Wow. Our experiment is off to a great start—let's see if we can finish it off sooner than expected.
Jon Chait says the combination of an angry left, an inflamed right, and a despondent middle remind him of the mood during the 2000 recount:
It's different, of course, in that the Florida recount involved a massive procedural injustice, and the current situation does not. But all the other pieces are in place. You have the destructive left, then enthused by Nader, now enthused by the prospect of killing reform (see this emblematic campaign by Firedoglake to stop the one plausible path to comprehensive reform.) You have a wild, energized right willing to push its cause to the absolute limit. And among mainstream Democrats, you see the same torpor.
....[House Democrats are] angry, they're tired, they've lost interest in weighing the merits of a decent compromise option versus a catastrophic failure, and most of all they want somebody else to deal with it. If they fail to pull themselves together, future generations will look back at them, note that Congress had passed comprehensive reform in both chambers, had the backing of an eager Democratic president, and could finish the deal by getting 218 of their 256 Democratic members to sign on, and somehow refused. I still find the idea that they'll allow this to happen unfathomable. If they do succumb, it will be because some deep and recurrent character flaw rose to the surface at the worst time, once again.
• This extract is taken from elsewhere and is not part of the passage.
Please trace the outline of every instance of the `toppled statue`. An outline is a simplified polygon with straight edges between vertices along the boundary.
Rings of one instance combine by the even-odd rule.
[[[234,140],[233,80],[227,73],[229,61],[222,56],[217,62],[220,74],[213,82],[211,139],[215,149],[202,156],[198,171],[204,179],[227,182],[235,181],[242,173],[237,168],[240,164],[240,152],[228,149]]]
I agree. Sure, the Senate bill isn't perfect. Nothing ever is. But the political situation has changed and it's now the only game in town. It's beyond belief that we could get this close to a century-old goal of liberalism — we are, literally, just a hair's breadth from the finish line — and then allow the most significant social legislation of the past 40 years to slip from our grasp just because we're tired and pissed. All we need is one roll call vote in the House. That's how close we are to passing this genuinely historic bill. One vote. Then the next day we can start in on the next 20 years work of improving and finishing what we've begun.
We can't allow this to fail now. We can't let the Fox/Drudge/Rush axis win. So call your congressman. Go organize a rally. Write a letter to the editor. Lobby your union president. Do something. Do it now. Tell them: Pass the damn bill. Pass it now.